I think Terry Branstad is acutely aware of how important the China export market is — for Big Ag. Soybeans alone are enormous, the third largest global commodities market, if I am not mistaken, after oil and coffee. We are in huge competition with Brazil, which is neck-and-neck with the U.S. in domination of the global soybean market, of which China is the largest customer. In addition ag related manufacturing is big in Iowa and elsewhere in the Midwest; firms like Caterpillar and John Deere (HQ in Iowa [UPDATE: Rather, across the river in Moline, Ill.]) compete with global firms for business all over the world, including China. There is no way the Trump voters in Des Moines, Dubuque, Decatur and Dayton want a trade war with China.
So what’s going on? Forget about the largely bogus accusations of dumping, export subsidies and, especially currency manipulation.
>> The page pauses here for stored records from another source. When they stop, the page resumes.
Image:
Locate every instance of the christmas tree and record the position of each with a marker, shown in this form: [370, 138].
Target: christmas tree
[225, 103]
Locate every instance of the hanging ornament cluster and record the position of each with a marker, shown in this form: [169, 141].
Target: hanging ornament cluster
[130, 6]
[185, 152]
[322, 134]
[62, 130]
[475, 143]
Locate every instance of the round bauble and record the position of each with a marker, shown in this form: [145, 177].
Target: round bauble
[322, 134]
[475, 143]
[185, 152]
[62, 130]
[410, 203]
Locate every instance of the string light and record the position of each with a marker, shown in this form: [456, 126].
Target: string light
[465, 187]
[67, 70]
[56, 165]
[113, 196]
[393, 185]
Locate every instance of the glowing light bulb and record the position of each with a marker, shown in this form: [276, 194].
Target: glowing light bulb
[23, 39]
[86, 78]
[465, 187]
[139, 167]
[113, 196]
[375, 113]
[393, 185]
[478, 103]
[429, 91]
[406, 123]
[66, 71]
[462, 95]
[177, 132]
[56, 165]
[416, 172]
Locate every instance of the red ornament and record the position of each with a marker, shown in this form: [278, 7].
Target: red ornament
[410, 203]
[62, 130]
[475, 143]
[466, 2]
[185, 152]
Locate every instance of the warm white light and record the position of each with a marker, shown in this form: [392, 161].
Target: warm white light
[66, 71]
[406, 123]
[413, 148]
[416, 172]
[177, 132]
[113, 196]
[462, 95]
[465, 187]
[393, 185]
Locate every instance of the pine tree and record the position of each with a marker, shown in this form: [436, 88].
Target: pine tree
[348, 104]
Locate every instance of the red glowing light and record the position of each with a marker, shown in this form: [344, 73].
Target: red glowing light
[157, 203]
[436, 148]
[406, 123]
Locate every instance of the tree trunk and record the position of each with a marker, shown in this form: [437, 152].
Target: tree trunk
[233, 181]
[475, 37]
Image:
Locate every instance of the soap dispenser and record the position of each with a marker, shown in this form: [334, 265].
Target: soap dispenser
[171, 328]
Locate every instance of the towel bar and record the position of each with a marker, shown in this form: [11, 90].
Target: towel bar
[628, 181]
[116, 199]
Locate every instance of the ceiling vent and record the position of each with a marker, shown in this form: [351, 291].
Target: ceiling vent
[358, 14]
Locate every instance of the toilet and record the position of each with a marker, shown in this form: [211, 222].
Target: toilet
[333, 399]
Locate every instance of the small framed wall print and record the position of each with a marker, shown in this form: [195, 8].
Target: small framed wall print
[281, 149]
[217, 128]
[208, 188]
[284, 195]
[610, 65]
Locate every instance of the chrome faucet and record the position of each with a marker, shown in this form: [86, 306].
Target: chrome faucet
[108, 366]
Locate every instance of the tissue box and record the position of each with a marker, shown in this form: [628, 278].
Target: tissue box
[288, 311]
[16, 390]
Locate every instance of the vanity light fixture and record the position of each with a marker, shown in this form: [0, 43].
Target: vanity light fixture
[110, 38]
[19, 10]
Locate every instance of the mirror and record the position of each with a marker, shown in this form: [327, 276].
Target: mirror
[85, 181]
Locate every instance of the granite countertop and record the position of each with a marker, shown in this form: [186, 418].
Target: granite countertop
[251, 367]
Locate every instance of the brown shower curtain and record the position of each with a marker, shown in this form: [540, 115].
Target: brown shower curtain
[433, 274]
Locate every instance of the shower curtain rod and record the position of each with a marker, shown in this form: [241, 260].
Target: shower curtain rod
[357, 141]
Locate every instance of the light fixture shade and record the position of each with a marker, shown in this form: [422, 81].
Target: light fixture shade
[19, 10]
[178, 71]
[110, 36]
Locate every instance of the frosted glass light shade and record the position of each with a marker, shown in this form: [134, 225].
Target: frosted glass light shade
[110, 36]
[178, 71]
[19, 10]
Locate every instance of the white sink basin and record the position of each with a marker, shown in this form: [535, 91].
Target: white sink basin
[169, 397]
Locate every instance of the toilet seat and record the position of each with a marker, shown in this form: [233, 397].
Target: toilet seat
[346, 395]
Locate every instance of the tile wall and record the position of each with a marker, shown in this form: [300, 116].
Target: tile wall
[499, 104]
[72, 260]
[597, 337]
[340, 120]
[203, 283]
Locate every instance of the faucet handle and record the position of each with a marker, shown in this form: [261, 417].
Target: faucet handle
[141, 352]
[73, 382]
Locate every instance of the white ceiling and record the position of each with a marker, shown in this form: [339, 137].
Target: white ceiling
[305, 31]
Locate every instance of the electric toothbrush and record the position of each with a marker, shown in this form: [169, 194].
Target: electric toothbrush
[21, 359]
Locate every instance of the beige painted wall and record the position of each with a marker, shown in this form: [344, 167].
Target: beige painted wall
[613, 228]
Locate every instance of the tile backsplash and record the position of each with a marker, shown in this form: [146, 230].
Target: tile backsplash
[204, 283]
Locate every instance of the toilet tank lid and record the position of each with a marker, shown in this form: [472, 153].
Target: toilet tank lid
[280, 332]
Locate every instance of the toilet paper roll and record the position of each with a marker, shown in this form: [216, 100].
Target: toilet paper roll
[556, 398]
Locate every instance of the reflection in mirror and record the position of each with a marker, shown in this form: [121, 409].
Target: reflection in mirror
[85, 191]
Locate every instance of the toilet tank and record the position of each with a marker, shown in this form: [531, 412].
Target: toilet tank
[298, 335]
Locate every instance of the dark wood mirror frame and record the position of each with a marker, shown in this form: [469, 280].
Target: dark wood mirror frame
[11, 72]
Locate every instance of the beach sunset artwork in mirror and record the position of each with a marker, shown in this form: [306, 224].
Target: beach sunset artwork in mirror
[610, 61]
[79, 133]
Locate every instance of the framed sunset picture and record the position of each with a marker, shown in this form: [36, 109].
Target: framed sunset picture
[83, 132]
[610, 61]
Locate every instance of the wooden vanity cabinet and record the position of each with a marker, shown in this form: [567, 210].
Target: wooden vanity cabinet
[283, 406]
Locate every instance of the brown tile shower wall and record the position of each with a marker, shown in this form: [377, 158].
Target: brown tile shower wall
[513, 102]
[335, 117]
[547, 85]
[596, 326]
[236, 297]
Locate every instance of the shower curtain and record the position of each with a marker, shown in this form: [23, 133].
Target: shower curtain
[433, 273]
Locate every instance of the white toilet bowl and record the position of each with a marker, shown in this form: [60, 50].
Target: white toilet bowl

The Chinese currency has had a long term trend of increasing value and not export-motivated devaluation, as noted by the IMF and the U.S. Treasury Department. Furthermore, China’s entry into the WTO in 2005 had a positive impact on U.S. exports:
China’s entry into the WTO did not require the United States to lower its duties on Chinese imports, nor did it relax rules against Chinese subsidies. The main impact was to reduce Chinese barriers to exports from the United States. And there China’s entry has had measurable, positive impact.
The Office of the U.S. Trade Representative elaborated:
The annual tariff changes that China made following its WTO accession significantly increased market access for U.S. exporters in a range of industries, as China reduced tariffs on goods of greatest importance to U.S. industry from a base average of 25 percent (in 1997) to approximately 7 percent, while it made similar reductions throughout the agricultural sector. [emphasis added]
No doubt Terry Branstad is well aware of these facts and very sensitive to both the importance of U.S. ag related exports and the vulnerability of the ag sector to trade retaliation. In fact, the biggest issue for U.S. exports is the lingering Chinese tariffs and other exclusions on certain ag products from the U.S., arising from prior trade disputes in other sectors.
If Branstad can assuage the tensions in U.S. – China trade relations, and increase primarily ag exports by reducing existing Chinese trade barriers, it would tend to reduce the U.S. trade deficit, perhaps substantially. This achievement, for what it’s worth, might be possible without resorting to a ruinous trade war, punitive tariffs to protect low-value added manufacturing at the expense of more important sectors, or the rhetoric of demagogic and exaggerated claims and threats. Trump would be able to claim victory and go home, while pretending that his bluster forced concessions from China and gave us “better deals.” Such a political victory based on ag exports reducing the trade deficit, while ignoring the false promise to “bring back our stolen [manufacturing] jobs”, would be quite good enough for government work. Trump would demonstrate again that he is not to be underestimated politically.